Alors que se prépare la mise à l’arrêt du pays le 7 mars et que de nombreuses fédérations de la CGT appellent à un durcissement de la grève pour faire plier le gouvernement, nous vous proposons un retour sur les principaux arguments déployés par le gouvernement.
- « La réforme est urgente et indispensable »
Le gouvernement met avant l’argument démographique pour justifier sa réforme : si en 1970, trois actifs cotisaient pour un retraité, ce ratio tombe à 1,7 aujourd’hui et pourrait baisser encore à 1,4 en 2050. Or, le rapport du COR lui-même met en avant la responsabilité première des politiques menées par les gouvernements ces dernières années pour expliquer le déficit : exonération de cotisations sociales des entreprises, casse des services publics et stagnation de la rémunération des fonctionnaires.
De plus, rappelons que la productivité des travailleurs et travailleuses en France compense très largement la baisse du nombre de cotisants par rapport au nombre de retraité. Ainsi le déficit des retraites n’est pas lié à un problème de dépense mais de recette : il faut chercher l’argent où il se trouve : dans les caisses du patronat.
Enfin, la question du financement des retraites, avant d’être une question technique, est un sujet politique qui traduit un certain choix de société.
- « Améliorer les petites retraites »
Déjà prévu par une loi promulguée en 2003 mais jamais mise en application, la retraite minimale à hauteur de 85 % du SMIC est bien moins généreuse que ce que laisse entendre le gouvernement. En effet pour toucher ces 1200€ il faudra avoir travaillé toute sa vie au SMIC tout en ayant validé l’intégralité de ses trimestres. Dans les faits ces conditions sont tellement restrictives qu’elles ne concerneront qu’une infime minorité de travailleuses et de travailleurs.
Le gouvernement a d’ailleurs été démasqué, et humilié, par la révélation du caractère mensonger des effets d’annonce autour de ces fameux « 1200 euros ».
- « Les femmes seront les premières bénéficiaires »
Les travailleuses sont payées en moyenne 28 % de moins que les travailleurs, mécaniquement leurs salaires plus bas entraînent des retraites plus basses, de plus 40 % des travailleuses ont des carrières hachées et/ou subissent des temps partiels, par conséquent elles n’arrivent pas à obtenir l’ensemble des trimestres nécessaires. La revalorisation de la retraite minimale ne s’appliquera donc pas aux travailleuses les plus précaires. De même, la prise en compte des trimestres en congés parental pour le calcul des droits à la retraite ne s’applique qu’à celles qui ont eu une carrière longue. Ainsi les inégalités femmes/hommes s’accroissent : en moyenne les travailleuses devront travailler sept trimestre en plus contre cinq pour les travailleurs.

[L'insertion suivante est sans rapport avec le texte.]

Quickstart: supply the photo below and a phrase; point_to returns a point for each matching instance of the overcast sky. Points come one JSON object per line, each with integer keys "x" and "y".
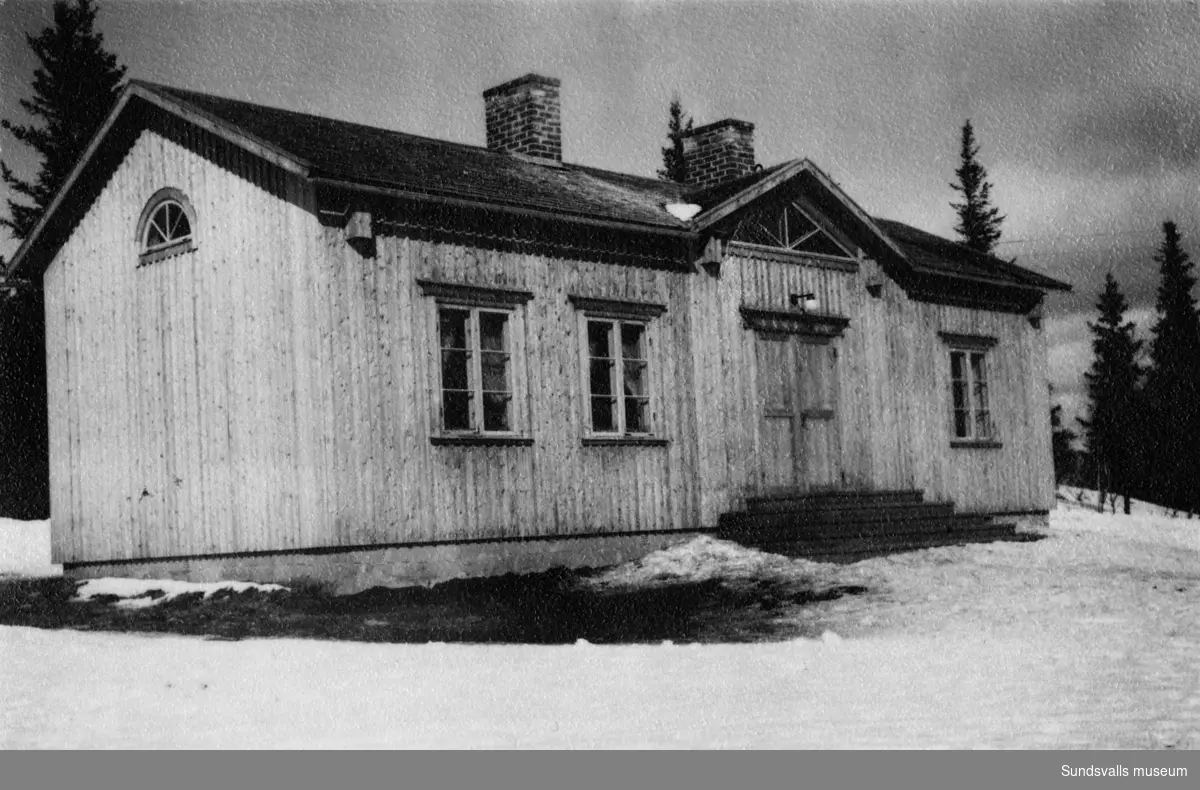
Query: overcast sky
{"x": 1089, "y": 114}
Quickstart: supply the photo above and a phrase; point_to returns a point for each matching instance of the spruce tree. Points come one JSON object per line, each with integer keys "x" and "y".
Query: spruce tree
{"x": 73, "y": 89}
{"x": 978, "y": 220}
{"x": 675, "y": 166}
{"x": 1113, "y": 384}
{"x": 1173, "y": 383}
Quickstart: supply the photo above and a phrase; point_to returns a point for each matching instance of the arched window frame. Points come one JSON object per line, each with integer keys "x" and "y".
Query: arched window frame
{"x": 151, "y": 253}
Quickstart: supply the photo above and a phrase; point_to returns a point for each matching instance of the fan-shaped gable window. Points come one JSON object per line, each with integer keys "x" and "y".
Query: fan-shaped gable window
{"x": 787, "y": 227}
{"x": 166, "y": 227}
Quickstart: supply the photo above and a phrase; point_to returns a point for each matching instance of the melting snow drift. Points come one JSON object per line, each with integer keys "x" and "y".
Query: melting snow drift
{"x": 1085, "y": 639}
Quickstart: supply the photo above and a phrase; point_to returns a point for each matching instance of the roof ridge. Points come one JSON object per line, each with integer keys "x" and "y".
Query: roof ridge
{"x": 184, "y": 94}
{"x": 174, "y": 91}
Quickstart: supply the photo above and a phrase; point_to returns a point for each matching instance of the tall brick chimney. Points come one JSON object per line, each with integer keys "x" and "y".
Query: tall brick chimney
{"x": 718, "y": 153}
{"x": 523, "y": 117}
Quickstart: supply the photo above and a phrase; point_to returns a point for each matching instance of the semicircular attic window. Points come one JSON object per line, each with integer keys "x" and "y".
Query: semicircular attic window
{"x": 165, "y": 228}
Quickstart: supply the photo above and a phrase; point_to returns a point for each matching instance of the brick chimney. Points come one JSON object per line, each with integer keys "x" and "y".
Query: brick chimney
{"x": 523, "y": 117}
{"x": 718, "y": 153}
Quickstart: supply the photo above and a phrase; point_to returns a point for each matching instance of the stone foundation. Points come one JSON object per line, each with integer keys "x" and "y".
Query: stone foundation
{"x": 351, "y": 572}
{"x": 1026, "y": 522}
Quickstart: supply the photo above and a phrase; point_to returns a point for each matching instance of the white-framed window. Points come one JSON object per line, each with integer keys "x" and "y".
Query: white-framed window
{"x": 790, "y": 227}
{"x": 167, "y": 226}
{"x": 970, "y": 388}
{"x": 478, "y": 370}
{"x": 619, "y": 367}
{"x": 618, "y": 377}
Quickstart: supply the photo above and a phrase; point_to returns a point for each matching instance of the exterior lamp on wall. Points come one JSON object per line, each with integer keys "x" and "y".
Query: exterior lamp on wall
{"x": 805, "y": 301}
{"x": 1036, "y": 316}
{"x": 359, "y": 233}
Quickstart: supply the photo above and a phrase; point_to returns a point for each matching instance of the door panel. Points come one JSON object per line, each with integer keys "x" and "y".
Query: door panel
{"x": 777, "y": 396}
{"x": 820, "y": 435}
{"x": 799, "y": 432}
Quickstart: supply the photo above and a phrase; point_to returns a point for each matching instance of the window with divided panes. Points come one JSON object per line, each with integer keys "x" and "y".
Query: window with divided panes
{"x": 477, "y": 370}
{"x": 969, "y": 394}
{"x": 618, "y": 384}
{"x": 787, "y": 227}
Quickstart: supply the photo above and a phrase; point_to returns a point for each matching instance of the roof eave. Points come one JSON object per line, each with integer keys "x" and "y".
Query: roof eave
{"x": 526, "y": 210}
{"x": 147, "y": 93}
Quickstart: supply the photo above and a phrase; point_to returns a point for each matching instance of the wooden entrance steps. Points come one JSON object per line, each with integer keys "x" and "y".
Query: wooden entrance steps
{"x": 846, "y": 526}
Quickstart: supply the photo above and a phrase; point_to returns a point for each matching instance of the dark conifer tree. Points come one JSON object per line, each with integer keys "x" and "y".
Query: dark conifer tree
{"x": 73, "y": 89}
{"x": 1173, "y": 384}
{"x": 675, "y": 166}
{"x": 978, "y": 220}
{"x": 1113, "y": 393}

- « Ceux qui sont les plus exposés à la pénibilité, qui ont commencé tôt, ce sont justement ceux-là que nous voulons protéger »
L’Exécutif prétend vouloir protéger celles et ceux qui sont confrontés aux métiers pénibles. Or c’est Emmanuel Macron qui a supprimé en 2018 quatre des dix critères permettant d’évaluer la pénibilité d’un travail : manutention manuelle de charges, postures pénibles, vibrations mécaniques et exposition aux risques chimiques. Pour bénéficier d’un départ anticipé à la retraite, en raison de la pénibilité de leur métier, le gouvernement entend généraliser une visite médicale pour les salariés afin de faire reconnaître par un médecin leur maladie professionnelle et un taux d’incapacité permanente dépassant les 10%. Il s’agit bien de casser les garanties collectives au profit de mesures individuelles plus compliquées à faire valoir. De plus, en prétendant mieux prendre en compte les carrières longues ou très longues, le gouvernement souhaite en réalité réaliser des économies sur celles et ceux qui ont commencé à travailleur le plus tôt, puisque la réforme n’impactera que très peu celles et ceux qui ont commencé à travailler à partir de 21 ans.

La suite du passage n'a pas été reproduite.